Product revenue accounted for the majority of the total increase in revenue in each period, while service revenue increased modestly in each period. Revenue from international customers increased significantly in both periods of the current year, while revenue from North American customers declined modestly in each period.

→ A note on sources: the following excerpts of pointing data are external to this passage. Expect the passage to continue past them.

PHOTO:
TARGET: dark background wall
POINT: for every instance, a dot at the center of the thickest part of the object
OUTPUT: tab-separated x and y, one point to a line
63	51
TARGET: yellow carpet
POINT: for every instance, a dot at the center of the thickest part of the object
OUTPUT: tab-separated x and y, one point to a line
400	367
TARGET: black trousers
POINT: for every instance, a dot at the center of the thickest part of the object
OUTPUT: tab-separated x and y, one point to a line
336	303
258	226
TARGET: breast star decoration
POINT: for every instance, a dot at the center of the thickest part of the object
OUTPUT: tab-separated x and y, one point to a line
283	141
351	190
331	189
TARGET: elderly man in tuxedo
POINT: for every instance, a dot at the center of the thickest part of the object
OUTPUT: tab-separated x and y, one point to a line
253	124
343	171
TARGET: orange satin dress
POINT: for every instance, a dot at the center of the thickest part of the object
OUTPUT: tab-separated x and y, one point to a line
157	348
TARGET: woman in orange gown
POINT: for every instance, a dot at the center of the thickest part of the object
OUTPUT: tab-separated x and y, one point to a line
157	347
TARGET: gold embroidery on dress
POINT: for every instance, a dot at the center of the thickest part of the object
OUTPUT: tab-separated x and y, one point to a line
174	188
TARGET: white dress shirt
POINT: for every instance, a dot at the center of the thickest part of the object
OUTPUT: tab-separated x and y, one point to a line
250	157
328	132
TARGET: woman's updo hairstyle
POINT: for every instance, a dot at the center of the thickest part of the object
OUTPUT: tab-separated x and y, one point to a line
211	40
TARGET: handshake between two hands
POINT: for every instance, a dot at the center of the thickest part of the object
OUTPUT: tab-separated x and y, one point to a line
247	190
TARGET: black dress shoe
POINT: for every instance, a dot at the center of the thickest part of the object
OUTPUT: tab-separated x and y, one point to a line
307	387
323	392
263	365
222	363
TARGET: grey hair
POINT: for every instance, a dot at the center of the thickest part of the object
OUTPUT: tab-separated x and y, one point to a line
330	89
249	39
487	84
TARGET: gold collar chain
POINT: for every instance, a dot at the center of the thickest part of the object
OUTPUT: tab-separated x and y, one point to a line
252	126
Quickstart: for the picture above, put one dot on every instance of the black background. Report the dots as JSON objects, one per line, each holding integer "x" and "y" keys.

International revenue represented 29% and 22% of total revenue for the three and nine months ended September 30, 2004, respectively, as compared to 8% of revenue for both the three and nine months ended September 30, 2003. The significant increase in international revenue in each period reflects the increasing opportunity for our next generation products in greenfield deployments at international carriers, whereas the North American market is more mature and currently consists primarily of sales of legacy type products and services.

Revenue for our SLMS product family increased by $1.2 million, or 26% for the three months ended September 30, 2004 and by $5.2 million, or 36% for the nine months ended September 30, 2004 as compared to the same periods last year, respectively. Revenue for our Legacy and Service product family, which includes the former MUX and DLC product categories, decreased by $0.6 million, or 3% in the three months ended September 30, 2004 and $0.2 million, or less than 1% in the nine months ended September 30, 2004 as compared to the same periods last year, respectively. Revenue for our Optical Transport product family was $4.2 million for the three and nine months ended September 30, 2004. There was no Optical Transport product family revenue for either period in the prior year.